Scientists / Biology & Medicine

グレゴール・ヨハン・メンデル
CZ 1822-07-20 ~ 1884-01-06
Nineteenth-century Augustinian friar and biologist from the Austrian Empire
Discovered the three laws of heredity through systematic pea-plant experiments
Ignored in life, rediscovered after death, his work became the bedrock of modern genetics
Augustinian friar born in 1822 who discovered heredity's laws through pea-plant experiments. Ignored in life, his work was rediscovered in 1900 as the foundation of genetics.
What You Can Learn
Mendel's story illustrates the long-term value of basic research: work ignored in its time can later reshape entire industries, a lesson for R&D budgets tempted to cut projects lacking immediate payoff. His 29,000-plant dataset is a precursor of modern A/B testing: statistically rigorous samples yield robust conclusions. And his fusion of mathematics with biology anticipates breakthroughs that arise when methods from one field enter another.
Words That Resonate
My time will surely come.
Meine Zeit wird schon kommen.
The value and utility of any experiment are determined by the fitness of the material to the purpose for which it is used.
The experiments proceed slowly. At first a certain amount of patience was needed, but I soon found that matters went better when I carried on several experiments simultaneously.
Life & Legacy
Gregor Mendel derived the mathematical laws governing heredity from methodical pea-plant experiments in a monastery garden. His discovery was virtually ignored during his lifetime, but when three botanists independently rediscovered his work in 1900, it launched the science of genetics and ultimately merged with Darwin's evolution theory to form the Modern Synthesis.
Born in 1822 in a Moravian farming village, Mendel entered the Augustinian monastery at Brno in 1843, gaining access to a scholarly community of philosophers, mathematicians, and botanists. After failing a teaching-certification exam, he studied physics under Christian Doppler and botany under Franz Unger at the University of Vienna. Doppler's emphasis on experimental and mathematical method directly shaped his later research design.
From 1856 to 1863 Mendel cultivated roughly 29,000 pea plants, crossing them for seven contrasting traits such as seed shape, seed color, and flower color. He recorded trait ratios with statistical precision rare in biology, discovering a consistent 3:1 dominant-to-recessive ratio.
From these results he inferred three laws: dominance, segregation, and independent assortment. Together they established that heredity is transmitted not by blending but by discrete particles, the concept later identified as genes.
His 1865 presentation and 1866 publication drew almost no response. The biological community, committed to blending inheritance, could not absorb a statistical model of discrete factors. In 1868 Mendel became abbot and was consumed by administrative duties. He died of kidney disease in 1884 with his scientific contribution largely unknown.

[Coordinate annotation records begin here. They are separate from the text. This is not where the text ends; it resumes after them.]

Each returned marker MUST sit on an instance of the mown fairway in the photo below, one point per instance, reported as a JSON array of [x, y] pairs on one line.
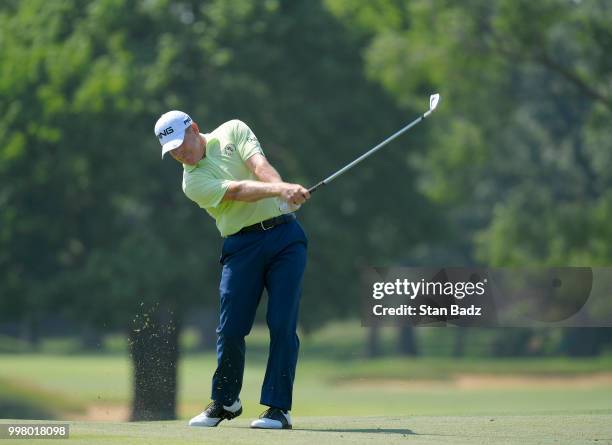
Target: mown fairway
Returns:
[[349, 400], [524, 430]]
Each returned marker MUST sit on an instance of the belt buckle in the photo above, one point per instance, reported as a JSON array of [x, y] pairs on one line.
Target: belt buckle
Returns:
[[264, 227]]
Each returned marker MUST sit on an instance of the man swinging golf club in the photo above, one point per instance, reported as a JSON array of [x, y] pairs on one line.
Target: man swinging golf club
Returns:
[[226, 173]]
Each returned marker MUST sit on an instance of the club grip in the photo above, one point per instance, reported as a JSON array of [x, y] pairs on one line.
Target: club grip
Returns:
[[315, 187]]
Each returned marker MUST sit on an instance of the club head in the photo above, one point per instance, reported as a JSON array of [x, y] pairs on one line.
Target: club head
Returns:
[[433, 101]]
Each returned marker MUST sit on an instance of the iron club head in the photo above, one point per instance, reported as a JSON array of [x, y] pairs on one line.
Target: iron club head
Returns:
[[433, 101]]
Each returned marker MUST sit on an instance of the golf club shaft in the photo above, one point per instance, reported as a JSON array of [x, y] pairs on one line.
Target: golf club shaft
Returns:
[[370, 152]]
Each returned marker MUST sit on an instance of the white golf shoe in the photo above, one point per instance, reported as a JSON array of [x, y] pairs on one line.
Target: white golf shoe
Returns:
[[216, 412], [273, 418]]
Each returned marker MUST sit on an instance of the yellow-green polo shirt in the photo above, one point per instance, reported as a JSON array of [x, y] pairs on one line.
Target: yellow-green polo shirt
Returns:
[[227, 149]]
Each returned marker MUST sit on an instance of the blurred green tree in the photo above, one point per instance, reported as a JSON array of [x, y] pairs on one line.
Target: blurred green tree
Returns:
[[94, 226]]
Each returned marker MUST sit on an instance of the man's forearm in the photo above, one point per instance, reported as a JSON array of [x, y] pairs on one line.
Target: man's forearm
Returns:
[[250, 191], [267, 173]]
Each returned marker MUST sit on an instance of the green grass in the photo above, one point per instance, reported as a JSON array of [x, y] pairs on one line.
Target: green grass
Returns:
[[27, 401], [325, 387], [339, 397], [415, 430]]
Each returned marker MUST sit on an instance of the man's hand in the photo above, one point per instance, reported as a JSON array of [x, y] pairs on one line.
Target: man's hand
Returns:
[[294, 193]]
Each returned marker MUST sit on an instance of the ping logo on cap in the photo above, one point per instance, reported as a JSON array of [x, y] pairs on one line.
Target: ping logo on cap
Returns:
[[165, 132]]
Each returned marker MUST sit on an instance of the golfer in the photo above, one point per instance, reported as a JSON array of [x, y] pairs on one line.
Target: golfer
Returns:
[[226, 173]]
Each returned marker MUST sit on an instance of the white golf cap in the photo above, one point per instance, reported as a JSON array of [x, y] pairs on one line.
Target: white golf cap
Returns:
[[170, 129]]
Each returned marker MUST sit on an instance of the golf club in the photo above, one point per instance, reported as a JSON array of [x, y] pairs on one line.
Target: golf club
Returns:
[[433, 103]]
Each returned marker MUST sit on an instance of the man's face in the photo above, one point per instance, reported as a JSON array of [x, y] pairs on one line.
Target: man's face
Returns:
[[192, 148]]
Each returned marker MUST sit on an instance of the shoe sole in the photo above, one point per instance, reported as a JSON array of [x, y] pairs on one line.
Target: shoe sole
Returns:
[[229, 416], [288, 427]]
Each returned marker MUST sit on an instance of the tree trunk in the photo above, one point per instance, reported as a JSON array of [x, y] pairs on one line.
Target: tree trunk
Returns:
[[154, 350], [373, 342], [459, 342], [407, 341]]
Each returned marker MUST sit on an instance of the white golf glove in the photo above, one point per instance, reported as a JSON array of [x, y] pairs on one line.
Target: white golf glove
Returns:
[[286, 207]]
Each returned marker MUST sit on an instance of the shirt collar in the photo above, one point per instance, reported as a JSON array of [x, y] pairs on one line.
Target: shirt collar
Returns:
[[190, 168]]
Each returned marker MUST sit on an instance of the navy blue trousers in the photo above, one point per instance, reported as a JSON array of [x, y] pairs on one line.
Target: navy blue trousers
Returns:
[[274, 259]]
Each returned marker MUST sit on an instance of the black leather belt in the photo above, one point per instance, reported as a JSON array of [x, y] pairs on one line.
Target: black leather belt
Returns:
[[268, 223]]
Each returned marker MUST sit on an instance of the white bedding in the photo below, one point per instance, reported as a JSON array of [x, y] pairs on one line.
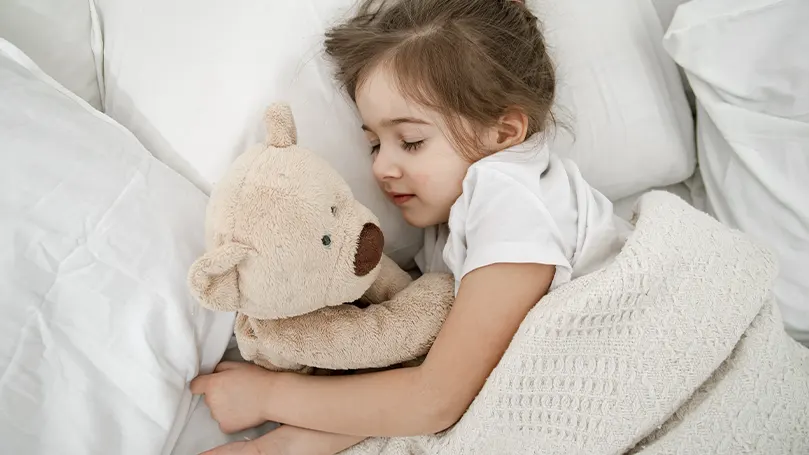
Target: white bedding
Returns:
[[99, 335]]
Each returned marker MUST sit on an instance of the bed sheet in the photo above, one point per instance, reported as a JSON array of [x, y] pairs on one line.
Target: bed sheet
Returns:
[[202, 433]]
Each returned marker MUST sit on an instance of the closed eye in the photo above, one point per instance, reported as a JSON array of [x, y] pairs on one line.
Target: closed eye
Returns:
[[411, 146]]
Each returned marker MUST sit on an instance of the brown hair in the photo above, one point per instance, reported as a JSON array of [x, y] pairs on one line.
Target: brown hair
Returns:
[[469, 60]]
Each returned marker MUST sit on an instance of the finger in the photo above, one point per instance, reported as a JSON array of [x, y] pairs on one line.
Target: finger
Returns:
[[199, 384], [224, 366]]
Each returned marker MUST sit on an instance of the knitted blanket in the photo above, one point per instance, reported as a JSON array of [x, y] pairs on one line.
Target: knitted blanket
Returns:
[[675, 347]]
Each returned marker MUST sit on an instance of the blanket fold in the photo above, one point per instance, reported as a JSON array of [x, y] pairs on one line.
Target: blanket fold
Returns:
[[675, 347]]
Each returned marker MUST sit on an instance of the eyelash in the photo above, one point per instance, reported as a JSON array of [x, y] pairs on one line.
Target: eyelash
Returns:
[[408, 146]]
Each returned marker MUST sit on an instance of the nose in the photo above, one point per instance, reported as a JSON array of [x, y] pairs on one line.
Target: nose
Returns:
[[369, 249], [385, 166]]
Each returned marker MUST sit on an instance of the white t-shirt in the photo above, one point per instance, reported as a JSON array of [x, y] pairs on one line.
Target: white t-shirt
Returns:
[[525, 205]]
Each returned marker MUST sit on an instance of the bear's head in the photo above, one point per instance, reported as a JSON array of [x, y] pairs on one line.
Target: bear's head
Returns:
[[284, 234]]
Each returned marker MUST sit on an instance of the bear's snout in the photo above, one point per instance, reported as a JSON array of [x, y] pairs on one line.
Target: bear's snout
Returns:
[[369, 249]]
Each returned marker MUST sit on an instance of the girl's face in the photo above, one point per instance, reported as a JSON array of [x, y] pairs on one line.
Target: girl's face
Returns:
[[414, 162]]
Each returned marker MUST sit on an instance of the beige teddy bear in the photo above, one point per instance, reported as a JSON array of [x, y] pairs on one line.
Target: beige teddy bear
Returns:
[[300, 261]]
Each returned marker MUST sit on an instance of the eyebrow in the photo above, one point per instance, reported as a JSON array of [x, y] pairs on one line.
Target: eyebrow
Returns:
[[399, 121]]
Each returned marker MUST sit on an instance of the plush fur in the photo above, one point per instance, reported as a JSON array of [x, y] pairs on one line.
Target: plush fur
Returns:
[[289, 249]]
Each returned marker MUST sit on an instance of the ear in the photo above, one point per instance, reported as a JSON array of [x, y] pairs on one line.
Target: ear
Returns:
[[511, 129], [214, 280], [280, 125]]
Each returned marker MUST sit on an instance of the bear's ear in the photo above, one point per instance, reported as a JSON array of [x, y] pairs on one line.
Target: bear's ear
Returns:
[[281, 131], [214, 280]]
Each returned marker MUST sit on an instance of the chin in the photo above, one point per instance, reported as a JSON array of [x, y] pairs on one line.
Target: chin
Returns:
[[419, 220]]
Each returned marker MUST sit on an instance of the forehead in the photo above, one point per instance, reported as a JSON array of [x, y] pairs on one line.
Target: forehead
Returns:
[[379, 99]]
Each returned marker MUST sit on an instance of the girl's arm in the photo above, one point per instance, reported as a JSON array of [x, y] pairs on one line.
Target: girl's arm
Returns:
[[491, 303]]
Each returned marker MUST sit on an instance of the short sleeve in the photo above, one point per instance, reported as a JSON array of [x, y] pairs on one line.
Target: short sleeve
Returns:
[[506, 222]]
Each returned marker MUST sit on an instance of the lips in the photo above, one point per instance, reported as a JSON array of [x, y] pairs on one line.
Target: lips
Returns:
[[399, 198]]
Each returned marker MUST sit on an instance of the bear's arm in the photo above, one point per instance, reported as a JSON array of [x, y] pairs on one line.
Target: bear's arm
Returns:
[[399, 329]]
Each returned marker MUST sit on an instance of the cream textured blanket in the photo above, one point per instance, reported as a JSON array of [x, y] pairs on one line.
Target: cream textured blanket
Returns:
[[675, 348]]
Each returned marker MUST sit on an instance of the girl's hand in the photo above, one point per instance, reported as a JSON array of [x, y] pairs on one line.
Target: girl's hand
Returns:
[[288, 440], [235, 393]]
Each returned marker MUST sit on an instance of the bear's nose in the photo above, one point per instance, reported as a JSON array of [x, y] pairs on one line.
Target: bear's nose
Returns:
[[369, 249]]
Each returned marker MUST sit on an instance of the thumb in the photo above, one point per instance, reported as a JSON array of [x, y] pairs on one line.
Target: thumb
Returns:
[[228, 365], [232, 448]]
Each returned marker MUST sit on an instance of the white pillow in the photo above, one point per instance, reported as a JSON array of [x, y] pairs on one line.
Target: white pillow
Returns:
[[63, 38], [198, 102], [665, 10], [99, 335], [748, 63], [632, 128], [191, 78]]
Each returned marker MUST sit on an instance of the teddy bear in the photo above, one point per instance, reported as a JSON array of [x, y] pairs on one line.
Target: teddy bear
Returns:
[[300, 261]]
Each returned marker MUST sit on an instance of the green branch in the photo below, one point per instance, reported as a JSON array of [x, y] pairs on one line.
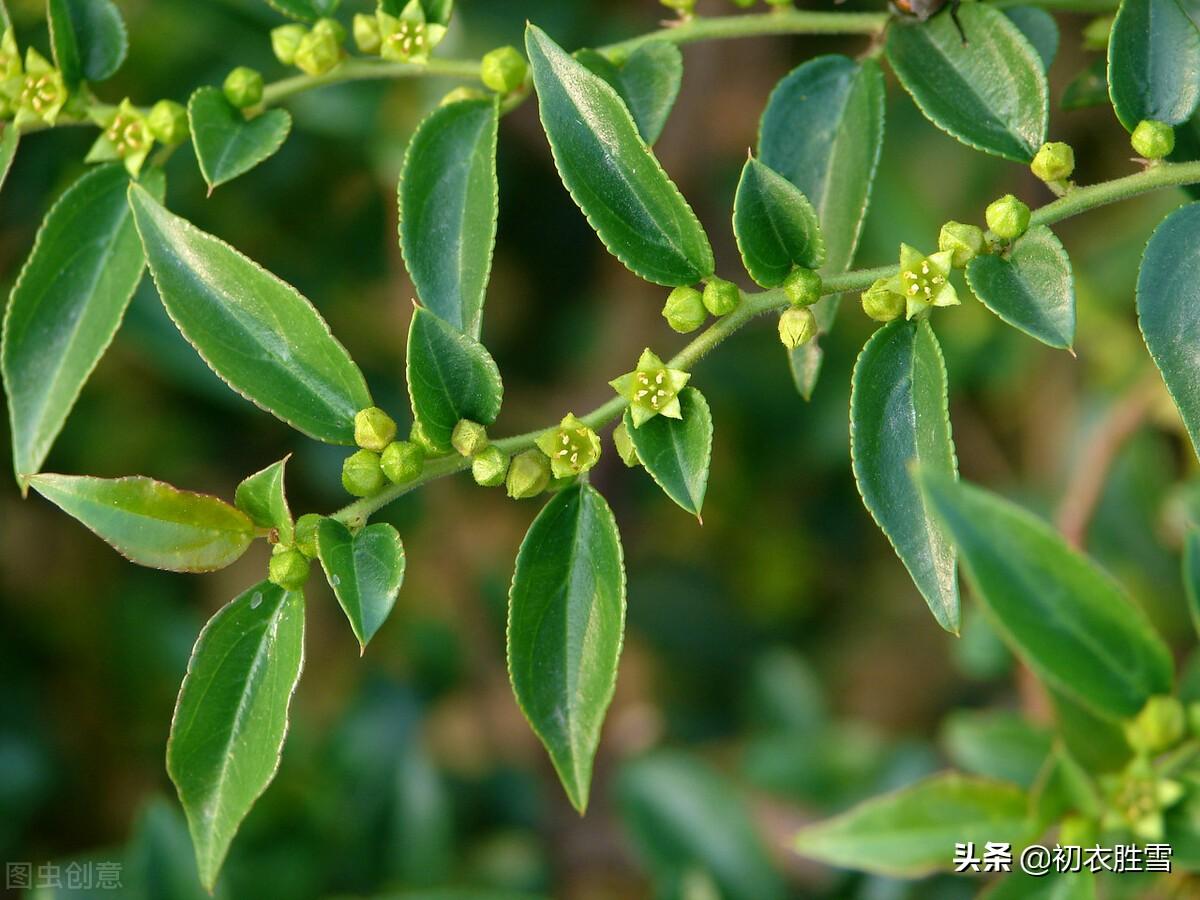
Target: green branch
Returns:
[[1078, 201]]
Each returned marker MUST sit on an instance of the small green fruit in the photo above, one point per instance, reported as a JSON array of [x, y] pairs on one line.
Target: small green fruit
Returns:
[[721, 297], [1008, 217], [503, 70], [288, 569], [1152, 141], [244, 88], [361, 474], [402, 461], [490, 467], [684, 310]]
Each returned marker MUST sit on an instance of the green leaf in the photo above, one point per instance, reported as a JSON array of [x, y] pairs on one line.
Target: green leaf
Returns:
[[67, 304], [448, 208], [232, 715], [450, 377], [682, 816], [1090, 88], [256, 331], [899, 415], [1031, 287], [912, 832], [1072, 625], [263, 498], [1192, 574], [612, 175], [677, 451], [648, 83], [365, 570], [775, 226], [567, 619], [996, 743], [1039, 29], [1153, 57], [88, 39], [227, 144], [150, 522], [822, 130], [1169, 309], [989, 93]]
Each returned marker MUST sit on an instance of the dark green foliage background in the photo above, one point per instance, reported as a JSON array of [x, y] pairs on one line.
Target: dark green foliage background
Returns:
[[781, 641]]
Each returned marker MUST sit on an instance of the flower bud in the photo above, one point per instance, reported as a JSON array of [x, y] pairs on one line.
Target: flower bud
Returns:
[[468, 438], [244, 88], [1159, 726], [797, 327], [490, 467], [964, 241], [881, 303], [1152, 141], [1054, 162], [684, 310], [721, 297], [803, 287], [624, 444], [460, 94], [528, 474], [503, 70], [167, 121], [306, 534], [361, 474], [366, 34], [319, 52], [286, 40], [402, 461], [373, 429], [573, 448], [1008, 217], [288, 569]]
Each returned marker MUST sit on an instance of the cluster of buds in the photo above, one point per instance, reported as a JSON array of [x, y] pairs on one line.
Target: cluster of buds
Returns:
[[313, 51]]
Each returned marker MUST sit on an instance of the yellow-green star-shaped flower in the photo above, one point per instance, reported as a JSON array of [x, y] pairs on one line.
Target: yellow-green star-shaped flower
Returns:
[[924, 281], [573, 448], [652, 389]]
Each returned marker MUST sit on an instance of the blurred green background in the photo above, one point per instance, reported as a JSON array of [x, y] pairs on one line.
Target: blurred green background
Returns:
[[779, 665]]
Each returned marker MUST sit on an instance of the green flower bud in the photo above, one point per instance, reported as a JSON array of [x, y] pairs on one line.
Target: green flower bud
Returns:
[[624, 444], [881, 303], [168, 121], [684, 310], [1054, 162], [286, 40], [803, 287], [366, 34], [964, 243], [319, 52], [460, 94], [797, 327], [373, 429], [1159, 726], [573, 448], [652, 389], [1007, 217], [288, 569], [468, 438], [528, 474], [361, 474], [306, 534], [490, 467], [1152, 141], [721, 297], [402, 461], [244, 88], [503, 70]]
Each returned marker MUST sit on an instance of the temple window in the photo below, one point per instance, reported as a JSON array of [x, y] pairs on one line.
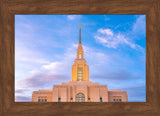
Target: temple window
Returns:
[[80, 74], [80, 54], [59, 99], [100, 99]]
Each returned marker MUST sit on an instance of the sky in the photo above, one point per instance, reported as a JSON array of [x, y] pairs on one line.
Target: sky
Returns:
[[114, 48]]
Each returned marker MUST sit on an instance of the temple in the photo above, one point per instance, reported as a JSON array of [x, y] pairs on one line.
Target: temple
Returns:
[[79, 89]]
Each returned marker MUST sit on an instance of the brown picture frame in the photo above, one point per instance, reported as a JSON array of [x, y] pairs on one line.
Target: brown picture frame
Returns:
[[151, 8]]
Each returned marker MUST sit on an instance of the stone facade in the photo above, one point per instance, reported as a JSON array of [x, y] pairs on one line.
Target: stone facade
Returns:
[[80, 89]]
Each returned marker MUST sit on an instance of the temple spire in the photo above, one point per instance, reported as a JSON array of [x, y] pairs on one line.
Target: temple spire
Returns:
[[80, 34]]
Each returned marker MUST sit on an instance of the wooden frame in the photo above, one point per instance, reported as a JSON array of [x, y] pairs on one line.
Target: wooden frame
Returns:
[[11, 7]]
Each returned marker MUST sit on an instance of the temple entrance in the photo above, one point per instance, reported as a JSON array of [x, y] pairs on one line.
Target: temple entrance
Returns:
[[80, 97]]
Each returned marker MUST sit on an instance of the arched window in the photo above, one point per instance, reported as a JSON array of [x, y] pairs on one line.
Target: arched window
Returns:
[[59, 99], [100, 99], [80, 53], [80, 74], [80, 97]]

In 1900 de Vries, Correns, and Tschermak independently confirmed his laws, and his foresight was finally recognized. Everything from DNA to genome editing rests on principles Mendel uncovered in a monastery garden.
Expert Perspective
Among scientists, Mendel is the founder of genetics. Against the prevailing blending-inheritance model, he demonstrated discrete particulate heredity through experimental evidence, a paradigm shift of the first order. His introduction of statistical methods into biology pioneered biostatistics and computational biology. That his work was ignored for thirty-five years is a cautionary tale about how contemporary paradigms can blind a field to fundamental insight.